In 1994, Doocy got his first morning show job, as the co-host of Wake Up America on NBC's America's Talking channel. He then anchored the morning newscast on CBS-TV's flagship station, WCBS-TV, in 1996 in New York City. He was the live Times Square reporter on Dick Clark's New Year's Rockin' Eve on ABC-TV for four ball drops.

Doocy joined the Fox News Channel in 1996 and began co-hosting the network's morning show Fox & Friends in 1998. In 2004, he helped launch Fox News Channel's New Year's Eve special, All American New Year, whose hosts have included Bill Hemmer and Megyn Kelly.

Fox & Friends regularly interviewed Donald Trump, before and after his election as president. After the election, Trump called it "the most honest morning show." During his first year as president, Trump continued to watch and often quoted the program on Twitter. This prompted The New York Times to call Fox & Friends "the most powerful TV show in America."

In 2019, it was reported that Trump ranked many reporters' loyalty on a scale of 1 to 10. Doocy received a "12 out of 10."

On September 15, 2020, Doocy made news when he challenged President Trump's announcement of a series of weekly appearances on Fox and Friends. Doocy responded: "You may want to do it every week, but Fox is not committed to that. We're going to take it on a case-by-case basis." Doocy extended an invitation for Joe Biden, at the time the Democratic nominee for president, to appear on the program, offering him equal airtime to Trump.

Doocy earned attention in 2022 and 2023 for questioning the Joe Biden-Ukraine Investigation, arguing that there was no evidence to support an impeachment. Because of this Rep. James Comer, Chair of the House Oversight Committee, stopped appearing on the show.

On May 1, 2025, Fox News announced that after serving as a New York City based co-host of Fox & Friends for 27 years, Doocy would start traveling extensively for the morning show.

Doocy has earned TV reporting and writing awards from the Associated Press, the Society of Professional Journalists (formerly known as Sigma Delta Chi), and 11 Emmy Awards from the National Academy of Television Arts and Sciences.

==Published works==
In 2020, Doocy and his wife Kathy published the Happy in a Hurry Cookbook, which debuted at number one on the New York Times Best Seller list and became one of America's top cookbooks of that pandemic year. It was a sequel to their successful 2018 Happy Cookbook: A Celebration of the Food That Makes America Smile.

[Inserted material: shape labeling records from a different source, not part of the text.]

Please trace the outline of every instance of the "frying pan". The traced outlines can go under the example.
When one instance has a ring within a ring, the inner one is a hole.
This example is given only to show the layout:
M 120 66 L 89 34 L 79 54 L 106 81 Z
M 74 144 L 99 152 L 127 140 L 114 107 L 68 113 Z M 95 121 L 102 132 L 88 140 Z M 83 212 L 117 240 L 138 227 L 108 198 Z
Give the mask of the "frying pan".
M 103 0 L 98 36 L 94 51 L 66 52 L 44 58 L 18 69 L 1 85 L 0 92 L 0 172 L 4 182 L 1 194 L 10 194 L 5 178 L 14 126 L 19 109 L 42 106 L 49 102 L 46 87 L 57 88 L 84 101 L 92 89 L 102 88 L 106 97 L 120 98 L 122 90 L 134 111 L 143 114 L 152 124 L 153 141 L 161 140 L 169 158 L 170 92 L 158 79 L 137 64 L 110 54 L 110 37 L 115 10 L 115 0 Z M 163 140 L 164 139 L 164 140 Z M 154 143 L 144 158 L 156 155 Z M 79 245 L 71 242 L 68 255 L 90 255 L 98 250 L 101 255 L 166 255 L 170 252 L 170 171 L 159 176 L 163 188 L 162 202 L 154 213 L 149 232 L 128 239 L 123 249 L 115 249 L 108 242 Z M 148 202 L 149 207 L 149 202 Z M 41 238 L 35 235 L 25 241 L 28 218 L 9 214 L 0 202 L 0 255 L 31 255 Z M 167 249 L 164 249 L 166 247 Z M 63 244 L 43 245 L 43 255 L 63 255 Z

The Doocys also authored The Mr. and Mrs. Happy Handbook and Tales from the Dad Side. All four books were published by William Morrow and Company, a division of HarperCollins, and all were New York Times bestsellers.

==Personal life==
Doocy married Kathy Gerrity, a former model and TV sports reporter who starred in a TV commercial for the Chatty Cathy doll. The couple have three adult children: Mary, Sally and Peter Doocy. Peter serves as a Fox News Senior White House Correspondent, a role he shares with Jacqui Heinrich.

Doocy lives in Florida. Kathy Doocy is a cancer survivor. They have two grandchildren, a granddaughter named Bridget Blake Doocy born on February 1, 2023, and a grandson named George Jack Doocy born on April 16, 2025, the children of Peter Doocy and Hillary Vaughn.

Doocy is Roman Catholic and serves as a lector in his church.

Doocy was named Distinguished Kansan of the Year by the Native Sons and Daughters of Kansas in 2014.